Another reason for the right to marry is love. To publicly exchange marriage vows is the foundation of an enduring commitment. The desire to form a lifelong bond with a spouse is innate. It can no more be the exclusive property of hetero-sexual people than love can be.
Why is there opposition to civil same-sex marriage?
Religious freedom, say its opponents. Bill C-38 swiftly deals with this argument. It guarantees that in the case of marriage of same-sex couples, no religious official will be forced to perform marriage that is contrary to their belief. Although this caveat solves the issue of religious freedom, some Members Of Parliament still insist that voting for same-sex marriage is a vote against their religion. Since when were MPs mandated to bring their own personal religious views into the mix?
The religious complaint also entirely ignores the fact that in 2003, the United Church Of Canada voted overwhelmingly to endorse same-sex marriages. The church went further and requested that Parliament recognize same-sex marriage in the same way that it does heterosexual marriage.
Many MPs who want to vote against same-sex marriage are pulling out a final trump card: they are voting according to the will of their constituents. In many cases, they are saying that the people they represent have voiced clear opposition to same-sex marriage. This, they claim, is enough for them to vote against Canada’s Charter Of Rights And Freedoms.
Whether the origins are religion- or opinion-based, opposition to same-sex marriage is homophobic, plain and simple.
There is much discussion about how the vote is split along party lines with the Conservatives almost entirely against same-sex marriage, the Liberals split and the NDP and Bloc Québecois almost entirely in favour of it. But opinion is not only divided among political parties, it is also clearly and strikingly demarcated along geographical lines.
The same-sex marriage vote by geographical area shows regionalism in Canada at its finest. MPs from British Columbia are split on the issue; about 80 percent of MPs from the prairies are voting against it; roughly 60 percent of Ontario MPs are voting for it; 99 percent of Quebec MPs are voting for it; and MPs from the Maritimes and territories are largely split on the vote.
Less than one percent of Quebec’s MPs will be voting against Bill C-38. Almost a quarter of Canada’s population resides in Quebec. Of all Canadians, Quebecers are most overwhelmingly in favour of same-sex marriage, with Ontarians following close behind. Beyond a doubt, Quebec is charting the course for same-sex marriage in Canada.
Equal rights for the gays and lesbians of Quebec began as early as 1974 when groups lobbied for the inclusion of sexual orientation in the province’s human rights charter. This was the first appearance of a Canadian gay rights movement before a legislative body. In 1977, Quebec was the first province in Canada to pass a gay civil rights law to include sexual orientation in its Human Rights Code. The law made it illegal to discriminate against gays and lesbians in housing, public accommodation and employment.
The ’70s was also a time when the Quebec separatist movement was mounting. Links were created between the separatists and the gay rights movement, both of which were seeking liberation. It was this commonality that got in the way of Quebec gays and lesbians lobbying at a federal political level in subsequent years.
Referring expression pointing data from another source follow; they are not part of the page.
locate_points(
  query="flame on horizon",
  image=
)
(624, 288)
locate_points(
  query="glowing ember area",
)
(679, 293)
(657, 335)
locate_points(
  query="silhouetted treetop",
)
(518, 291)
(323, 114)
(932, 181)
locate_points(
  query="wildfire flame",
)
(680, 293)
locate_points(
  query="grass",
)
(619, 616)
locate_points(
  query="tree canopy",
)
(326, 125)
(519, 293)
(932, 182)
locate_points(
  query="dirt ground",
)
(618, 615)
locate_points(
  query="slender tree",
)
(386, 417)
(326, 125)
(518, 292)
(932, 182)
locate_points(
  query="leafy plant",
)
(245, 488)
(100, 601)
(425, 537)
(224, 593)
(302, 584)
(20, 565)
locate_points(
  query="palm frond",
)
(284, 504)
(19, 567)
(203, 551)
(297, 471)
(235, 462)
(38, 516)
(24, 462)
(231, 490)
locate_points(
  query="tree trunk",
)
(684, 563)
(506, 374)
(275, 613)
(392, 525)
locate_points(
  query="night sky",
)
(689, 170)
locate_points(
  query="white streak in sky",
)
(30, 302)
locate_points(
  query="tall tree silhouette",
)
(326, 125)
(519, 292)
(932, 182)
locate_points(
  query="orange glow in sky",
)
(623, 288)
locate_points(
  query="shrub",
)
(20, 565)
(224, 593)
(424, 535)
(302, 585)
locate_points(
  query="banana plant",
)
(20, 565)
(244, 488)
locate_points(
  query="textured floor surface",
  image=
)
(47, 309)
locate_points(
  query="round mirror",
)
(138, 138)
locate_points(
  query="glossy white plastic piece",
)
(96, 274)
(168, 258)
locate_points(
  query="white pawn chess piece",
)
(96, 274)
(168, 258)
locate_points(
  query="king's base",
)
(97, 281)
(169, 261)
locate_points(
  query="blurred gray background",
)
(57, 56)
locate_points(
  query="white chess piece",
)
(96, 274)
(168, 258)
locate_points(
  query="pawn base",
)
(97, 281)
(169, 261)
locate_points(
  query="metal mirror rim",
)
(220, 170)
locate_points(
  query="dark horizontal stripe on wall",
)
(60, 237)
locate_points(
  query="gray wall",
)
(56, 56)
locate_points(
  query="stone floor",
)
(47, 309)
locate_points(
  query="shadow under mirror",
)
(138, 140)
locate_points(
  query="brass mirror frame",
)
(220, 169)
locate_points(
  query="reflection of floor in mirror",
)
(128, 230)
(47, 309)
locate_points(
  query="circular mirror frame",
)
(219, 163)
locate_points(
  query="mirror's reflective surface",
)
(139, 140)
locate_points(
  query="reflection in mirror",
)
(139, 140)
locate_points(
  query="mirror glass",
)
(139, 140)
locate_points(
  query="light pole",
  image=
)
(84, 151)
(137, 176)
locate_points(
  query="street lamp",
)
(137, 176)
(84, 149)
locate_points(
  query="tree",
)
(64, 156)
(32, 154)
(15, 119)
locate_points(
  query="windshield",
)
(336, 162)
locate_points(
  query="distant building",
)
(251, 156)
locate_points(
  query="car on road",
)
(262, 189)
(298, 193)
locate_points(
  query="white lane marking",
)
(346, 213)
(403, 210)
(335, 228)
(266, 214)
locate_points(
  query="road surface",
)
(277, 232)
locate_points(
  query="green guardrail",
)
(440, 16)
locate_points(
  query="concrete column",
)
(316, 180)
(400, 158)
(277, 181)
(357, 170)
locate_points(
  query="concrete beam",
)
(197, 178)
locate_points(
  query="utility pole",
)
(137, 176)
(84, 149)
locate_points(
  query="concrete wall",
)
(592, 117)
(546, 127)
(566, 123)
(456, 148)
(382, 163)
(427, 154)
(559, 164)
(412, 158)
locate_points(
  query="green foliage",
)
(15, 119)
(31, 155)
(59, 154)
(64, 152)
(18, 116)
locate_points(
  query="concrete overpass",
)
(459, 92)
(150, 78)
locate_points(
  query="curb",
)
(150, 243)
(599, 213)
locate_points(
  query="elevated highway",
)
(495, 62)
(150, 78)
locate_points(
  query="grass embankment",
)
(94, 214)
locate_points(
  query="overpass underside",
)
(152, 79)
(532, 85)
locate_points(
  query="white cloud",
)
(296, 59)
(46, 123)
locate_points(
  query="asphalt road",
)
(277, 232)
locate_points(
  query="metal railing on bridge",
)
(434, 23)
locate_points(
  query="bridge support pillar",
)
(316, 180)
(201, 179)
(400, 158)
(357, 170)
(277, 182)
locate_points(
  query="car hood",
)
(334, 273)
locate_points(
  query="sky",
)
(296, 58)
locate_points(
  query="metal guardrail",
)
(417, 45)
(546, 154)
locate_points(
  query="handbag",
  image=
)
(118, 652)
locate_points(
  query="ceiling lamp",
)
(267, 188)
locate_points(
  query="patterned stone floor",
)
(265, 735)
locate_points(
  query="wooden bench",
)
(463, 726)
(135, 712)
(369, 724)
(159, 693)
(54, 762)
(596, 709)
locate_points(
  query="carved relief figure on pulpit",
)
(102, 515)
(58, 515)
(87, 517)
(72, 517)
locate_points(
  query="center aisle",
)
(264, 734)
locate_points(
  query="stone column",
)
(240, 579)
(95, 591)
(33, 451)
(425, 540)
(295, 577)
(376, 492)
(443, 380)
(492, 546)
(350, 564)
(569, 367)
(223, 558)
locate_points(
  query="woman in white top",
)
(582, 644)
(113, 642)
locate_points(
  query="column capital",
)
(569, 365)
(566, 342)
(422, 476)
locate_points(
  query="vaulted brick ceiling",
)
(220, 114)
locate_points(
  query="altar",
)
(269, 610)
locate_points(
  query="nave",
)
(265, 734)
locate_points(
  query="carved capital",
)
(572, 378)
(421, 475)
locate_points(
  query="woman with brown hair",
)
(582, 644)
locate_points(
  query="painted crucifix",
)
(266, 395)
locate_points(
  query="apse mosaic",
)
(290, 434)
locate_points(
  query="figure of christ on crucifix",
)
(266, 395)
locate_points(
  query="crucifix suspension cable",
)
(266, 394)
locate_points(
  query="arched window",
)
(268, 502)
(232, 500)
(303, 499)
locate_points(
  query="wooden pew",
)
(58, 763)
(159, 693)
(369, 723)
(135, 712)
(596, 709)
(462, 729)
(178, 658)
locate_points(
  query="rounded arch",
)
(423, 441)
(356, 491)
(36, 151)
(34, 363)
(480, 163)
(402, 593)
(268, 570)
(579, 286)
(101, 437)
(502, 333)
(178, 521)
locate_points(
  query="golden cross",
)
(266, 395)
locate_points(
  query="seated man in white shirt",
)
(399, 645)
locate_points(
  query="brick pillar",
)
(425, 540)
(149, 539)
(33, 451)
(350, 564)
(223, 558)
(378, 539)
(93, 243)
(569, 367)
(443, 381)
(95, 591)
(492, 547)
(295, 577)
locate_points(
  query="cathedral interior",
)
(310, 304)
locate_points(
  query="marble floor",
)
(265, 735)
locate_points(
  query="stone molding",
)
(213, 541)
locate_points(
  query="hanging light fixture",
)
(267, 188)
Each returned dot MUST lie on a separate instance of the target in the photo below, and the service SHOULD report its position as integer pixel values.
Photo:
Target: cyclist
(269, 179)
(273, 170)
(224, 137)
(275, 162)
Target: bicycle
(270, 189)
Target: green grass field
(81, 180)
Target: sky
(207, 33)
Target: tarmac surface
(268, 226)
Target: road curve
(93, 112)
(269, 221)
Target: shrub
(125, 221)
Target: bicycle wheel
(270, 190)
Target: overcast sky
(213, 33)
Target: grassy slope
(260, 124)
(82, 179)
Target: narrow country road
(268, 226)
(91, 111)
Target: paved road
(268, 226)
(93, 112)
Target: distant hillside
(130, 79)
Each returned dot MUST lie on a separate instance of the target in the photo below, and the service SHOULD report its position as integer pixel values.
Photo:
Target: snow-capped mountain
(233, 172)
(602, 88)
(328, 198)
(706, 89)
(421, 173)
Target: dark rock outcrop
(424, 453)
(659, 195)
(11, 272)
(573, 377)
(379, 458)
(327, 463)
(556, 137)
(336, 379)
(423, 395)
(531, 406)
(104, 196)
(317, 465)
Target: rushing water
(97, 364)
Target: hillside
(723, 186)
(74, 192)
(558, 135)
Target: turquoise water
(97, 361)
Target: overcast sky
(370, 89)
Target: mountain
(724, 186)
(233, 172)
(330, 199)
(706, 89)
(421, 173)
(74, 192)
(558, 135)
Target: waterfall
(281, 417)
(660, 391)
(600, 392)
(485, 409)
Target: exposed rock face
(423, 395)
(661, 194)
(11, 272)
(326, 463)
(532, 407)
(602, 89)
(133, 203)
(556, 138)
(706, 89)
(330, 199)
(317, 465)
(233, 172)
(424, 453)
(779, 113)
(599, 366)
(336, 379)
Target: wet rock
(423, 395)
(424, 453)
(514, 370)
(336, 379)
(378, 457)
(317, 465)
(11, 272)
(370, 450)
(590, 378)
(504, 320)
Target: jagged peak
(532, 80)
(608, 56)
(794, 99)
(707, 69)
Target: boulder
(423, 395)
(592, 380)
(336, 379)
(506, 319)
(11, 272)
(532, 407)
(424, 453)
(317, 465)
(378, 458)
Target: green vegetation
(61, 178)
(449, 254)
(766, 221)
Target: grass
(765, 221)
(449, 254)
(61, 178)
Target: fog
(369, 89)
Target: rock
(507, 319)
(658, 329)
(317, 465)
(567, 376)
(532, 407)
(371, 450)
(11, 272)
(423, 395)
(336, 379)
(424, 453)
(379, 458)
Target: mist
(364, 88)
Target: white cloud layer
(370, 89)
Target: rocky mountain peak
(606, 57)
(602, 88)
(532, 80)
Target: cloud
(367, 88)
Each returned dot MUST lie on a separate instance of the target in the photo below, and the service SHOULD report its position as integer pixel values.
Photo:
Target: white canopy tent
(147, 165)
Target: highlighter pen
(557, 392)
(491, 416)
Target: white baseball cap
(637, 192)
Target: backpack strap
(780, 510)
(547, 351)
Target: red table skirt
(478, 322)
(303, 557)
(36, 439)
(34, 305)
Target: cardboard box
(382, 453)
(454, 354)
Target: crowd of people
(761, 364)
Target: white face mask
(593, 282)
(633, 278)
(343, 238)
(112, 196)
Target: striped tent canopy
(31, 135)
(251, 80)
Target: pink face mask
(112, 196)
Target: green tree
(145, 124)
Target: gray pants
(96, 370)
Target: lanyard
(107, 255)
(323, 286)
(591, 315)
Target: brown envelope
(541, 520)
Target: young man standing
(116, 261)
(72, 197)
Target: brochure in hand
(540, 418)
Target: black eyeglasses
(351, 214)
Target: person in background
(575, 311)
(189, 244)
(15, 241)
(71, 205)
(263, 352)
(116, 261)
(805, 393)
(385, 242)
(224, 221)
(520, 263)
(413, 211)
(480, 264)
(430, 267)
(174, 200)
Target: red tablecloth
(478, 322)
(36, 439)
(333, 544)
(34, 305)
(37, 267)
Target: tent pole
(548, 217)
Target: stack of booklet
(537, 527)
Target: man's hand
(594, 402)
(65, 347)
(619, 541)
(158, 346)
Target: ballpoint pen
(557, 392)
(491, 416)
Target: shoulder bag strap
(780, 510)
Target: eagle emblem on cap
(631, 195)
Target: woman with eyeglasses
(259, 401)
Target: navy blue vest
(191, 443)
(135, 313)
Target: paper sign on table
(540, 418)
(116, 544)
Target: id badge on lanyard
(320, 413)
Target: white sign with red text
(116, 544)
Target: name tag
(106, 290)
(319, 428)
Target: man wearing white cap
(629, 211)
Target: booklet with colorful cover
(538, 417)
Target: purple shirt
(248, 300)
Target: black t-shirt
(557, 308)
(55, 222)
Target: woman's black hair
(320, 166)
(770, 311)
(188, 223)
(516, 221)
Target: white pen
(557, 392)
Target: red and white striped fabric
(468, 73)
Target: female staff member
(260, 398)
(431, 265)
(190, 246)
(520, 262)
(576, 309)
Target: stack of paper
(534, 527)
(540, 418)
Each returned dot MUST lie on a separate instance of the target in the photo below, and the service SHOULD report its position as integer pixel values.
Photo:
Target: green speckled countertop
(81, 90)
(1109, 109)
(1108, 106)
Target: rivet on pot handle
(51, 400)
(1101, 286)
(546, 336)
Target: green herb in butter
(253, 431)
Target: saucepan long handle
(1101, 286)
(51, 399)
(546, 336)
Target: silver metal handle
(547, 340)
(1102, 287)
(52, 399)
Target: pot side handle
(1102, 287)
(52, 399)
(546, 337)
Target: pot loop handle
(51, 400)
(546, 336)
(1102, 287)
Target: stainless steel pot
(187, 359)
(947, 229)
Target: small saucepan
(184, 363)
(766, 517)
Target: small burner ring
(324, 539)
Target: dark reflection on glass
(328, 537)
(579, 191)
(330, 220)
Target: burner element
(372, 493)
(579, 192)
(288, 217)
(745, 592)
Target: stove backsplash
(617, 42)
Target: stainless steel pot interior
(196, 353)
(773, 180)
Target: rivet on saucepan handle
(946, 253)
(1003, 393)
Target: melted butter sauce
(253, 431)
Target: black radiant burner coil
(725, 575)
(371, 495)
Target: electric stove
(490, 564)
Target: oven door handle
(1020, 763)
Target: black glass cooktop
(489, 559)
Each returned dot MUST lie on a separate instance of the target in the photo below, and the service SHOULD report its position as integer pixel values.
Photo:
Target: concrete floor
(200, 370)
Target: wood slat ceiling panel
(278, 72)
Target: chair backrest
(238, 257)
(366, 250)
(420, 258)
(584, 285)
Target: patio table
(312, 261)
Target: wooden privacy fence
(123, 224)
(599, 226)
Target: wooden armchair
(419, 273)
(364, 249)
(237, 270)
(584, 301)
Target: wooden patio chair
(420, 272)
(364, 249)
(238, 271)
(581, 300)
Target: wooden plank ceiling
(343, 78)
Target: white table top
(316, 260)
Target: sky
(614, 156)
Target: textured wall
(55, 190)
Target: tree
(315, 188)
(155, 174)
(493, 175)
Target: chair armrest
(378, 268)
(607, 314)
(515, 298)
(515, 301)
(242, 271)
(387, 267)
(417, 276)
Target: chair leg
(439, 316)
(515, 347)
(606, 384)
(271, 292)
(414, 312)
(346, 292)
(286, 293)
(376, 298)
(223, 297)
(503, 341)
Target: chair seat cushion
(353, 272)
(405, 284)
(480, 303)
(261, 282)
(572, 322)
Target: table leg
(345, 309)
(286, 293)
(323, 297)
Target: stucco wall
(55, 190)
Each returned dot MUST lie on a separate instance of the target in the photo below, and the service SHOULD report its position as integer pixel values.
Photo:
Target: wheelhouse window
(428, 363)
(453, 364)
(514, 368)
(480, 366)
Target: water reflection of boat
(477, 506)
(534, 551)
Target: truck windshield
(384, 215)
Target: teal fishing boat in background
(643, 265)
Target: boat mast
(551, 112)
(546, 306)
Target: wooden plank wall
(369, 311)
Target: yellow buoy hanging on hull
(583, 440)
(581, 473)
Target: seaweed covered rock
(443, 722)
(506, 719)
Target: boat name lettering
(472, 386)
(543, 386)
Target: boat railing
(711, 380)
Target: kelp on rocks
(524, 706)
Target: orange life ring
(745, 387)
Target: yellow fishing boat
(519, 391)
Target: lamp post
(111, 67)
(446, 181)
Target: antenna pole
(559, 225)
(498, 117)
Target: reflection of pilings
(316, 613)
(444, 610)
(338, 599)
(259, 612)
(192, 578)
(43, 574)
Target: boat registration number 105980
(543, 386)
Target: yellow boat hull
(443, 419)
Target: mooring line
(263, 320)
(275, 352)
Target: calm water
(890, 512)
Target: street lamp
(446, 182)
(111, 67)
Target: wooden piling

Perhaps most interesting is the fact that the institution that exercised the greatest influence and has had the most impact on Quebec society is the Catholic Church. It seems, though, that the Church in Quebec has no influence where same-sex marriage is concerned.
This is because the same-sex marriage issue is not about religion. It is about regionalism. It is about culture. It is about society. It is not about where political parties stand, but where the parties are from. Quebec will ensure that Bill C-38 is passed. When it does, this may be the only time that Canadians who care about human rights will celebrate the fact that Quebec voted Oui.